OASIS Uncovers: High-Quality T2I Models, Same Old Stereotypes
Sepehr Dehdashtian, Gautam Sreekumar, Vishnu Naresh Boddeti
TL;DR
This work defines a sociologically aligned measure of stereotypes in text-to-image models and introduces OASIS, a toolbox with four components: Stereotype Score (M1), Weighted Alignment Score (WAlS, M2), Stereotypes from Optimized Prompts (StOP, U1), and Stereotype Propagation Index (SPI, U2). It leverages open-set stereotype candidates generated by an LLM and CLIP-based scoring to quantify distributional and spectral biases and to trace their origins in model internals and generation-time dynamics. Applying OASIS to SDv2, SDv3, and FLUX.1 reveals that newer models still harbor strong stereotypical predispositions, with higher biases for under-represented nationalities, and demonstrates trade-offs between reducing stereotypes and maintaining attribute variance. The findings underscore the need for model auditing, dedicated mitigation strategies, and inclusive data practices in the development of robust, fair T2I systems.
Abstract
Images generated by text-to-image (T2I) models often exhibit visual biases and stereotypes of concepts such as culture and profession.
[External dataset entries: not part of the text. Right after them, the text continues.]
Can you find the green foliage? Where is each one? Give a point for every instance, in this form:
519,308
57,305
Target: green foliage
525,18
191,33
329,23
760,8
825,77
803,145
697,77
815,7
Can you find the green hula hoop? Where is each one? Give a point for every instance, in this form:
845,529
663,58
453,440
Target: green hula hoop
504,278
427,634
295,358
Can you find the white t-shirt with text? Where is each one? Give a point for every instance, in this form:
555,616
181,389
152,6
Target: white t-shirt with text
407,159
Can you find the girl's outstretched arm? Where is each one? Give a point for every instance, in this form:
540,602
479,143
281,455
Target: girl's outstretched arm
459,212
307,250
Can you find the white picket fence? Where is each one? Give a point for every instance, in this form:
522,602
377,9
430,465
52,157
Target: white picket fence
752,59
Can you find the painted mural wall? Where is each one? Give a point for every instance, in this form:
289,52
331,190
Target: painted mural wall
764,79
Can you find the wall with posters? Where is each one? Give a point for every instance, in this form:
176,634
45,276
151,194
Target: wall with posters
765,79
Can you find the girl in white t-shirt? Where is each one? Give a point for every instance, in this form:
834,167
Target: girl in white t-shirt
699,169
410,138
Existing quantitative measures of stereotypes are based on statistical parity that does not align with the sociological definition of stereotypes and, therefore, incorrectly categorizes biases as stereotypes. Instead of oversimplifying stereotypes as biases, we propose a quantitative measure of stereotypes that aligns with its sociological definition. We then propose OASIS to measure the stereotypes in a generated dataset and understand their origins within the T2I model. OASIS includes two scores to measure stereotypes from a generated image dataset: (M1) Stereotype Score to measure the distributional violation of stereotypical attributes, and (M2) WALS to measure spectral variance in the images along a stereotypical attribute. OASIS also includes two methods to understand the origins of stereotypes in T2I models: (U1) StOP to discover attributes that the T2I model internally associates with a given concept, and (U2) SPI to quantify the emergence of stereotypical attributes in the latent space of the T2I model during image generation. Despite the considerable progress in image fidelity, using OASIS, we conclude that newer T2I models such as FLUX.1 and SDv3 contain strong stereotypical predispositions about concepts and still generate images with widespread stereotypical attributes. Additionally, the quantity of stereotypes worsens for nationalities with lower Internet footprints.